Table 1 The relative root mean square error under different measurement noises

To analyze the distribution of monitoring errors, the values of the pollutant source monitoring errors are calculated and shown in Fig. 11a. Figure 11b shows the statistical results of the probability density function for source monitoring errors under different measurement noises.

Fig. 11
figure 11

Analysis of pollutant source monitoring errors

Figure 11a shows that the monitoring errors symmetrically distribute around zero. The amplitudes of the errors increase with the growth of measurement noises. The probability density functions also show the same trend. The distribution interval of the monitoring errors has the positive relationship with the measurement noises. When the measurement noise is 0.05, the probability density function of errors which are near the zero is the greatest. With σr of 0.50, the probability density function of the monitoring errors which are near the zero is the smallest. The bandwidth of the probability density function with σr of 0.50 almost reaches to [− 3.3]. However, the most parts are in the range [− 1.1], where the errors intervals with σr of 0.05 and 0.10 are.

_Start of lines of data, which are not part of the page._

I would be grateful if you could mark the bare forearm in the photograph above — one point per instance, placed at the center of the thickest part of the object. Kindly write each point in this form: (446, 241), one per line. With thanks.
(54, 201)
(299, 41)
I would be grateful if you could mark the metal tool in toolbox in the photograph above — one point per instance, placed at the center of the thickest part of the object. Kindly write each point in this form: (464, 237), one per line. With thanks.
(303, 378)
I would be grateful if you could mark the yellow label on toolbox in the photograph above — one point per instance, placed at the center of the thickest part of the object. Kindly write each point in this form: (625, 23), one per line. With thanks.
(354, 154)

Figure 12 shows the field of pollutant concentration monitoring errors at different times when the measurement noise increases.

Fig. 12
figure 12

States monitoring errors at different times with variable measurement noises

It can be found form Fig. 12 that the main state monitoring errors go through the time-domain process “positive errors-negative errors near zero errors,” which the pollutant source monitoring errors also develop along with. The reason for this phenomena is that in the first 500 s, the pollutant source is continuously going up, and the inertia makes the real-time monitoring results less than the exact ones. In the following 500 s, the pollutant source drops and the source and states monitoring errors are almost negative. In the last 500 s, the source strength is zero and the pollutant diffuses to uniform in the field.

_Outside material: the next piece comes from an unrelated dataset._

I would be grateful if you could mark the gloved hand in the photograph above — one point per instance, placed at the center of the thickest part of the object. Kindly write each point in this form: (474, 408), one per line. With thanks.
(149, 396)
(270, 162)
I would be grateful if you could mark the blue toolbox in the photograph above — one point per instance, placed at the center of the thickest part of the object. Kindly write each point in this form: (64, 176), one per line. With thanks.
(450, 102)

When it is at the same time, the states monitoring errors increase with the growth of measurement noise, which is correspondence with pollutant source monitoring results. The state monitoring error at the source is the greatest in the error field. The farther the distance to the source is, the closer to zero the error is. When it is 1500 s, the state monitoring error is the least in the time domain.

5 Conclusions

A real-time monitoring technique for pollutant source and its diffusion states is developed using fuzzy adaptive Kalman filter. The simulations show that this technique can be used to deal with the monitoring of different kinds of pollutant sources. It shows high accuracy in the monitoring process. When the measurement noises increase, the monitoring results deviate from the exact ones. However, the monitoring errors are small enough, which demonstrates that this monitoring technique has strong robustness to resist the noises.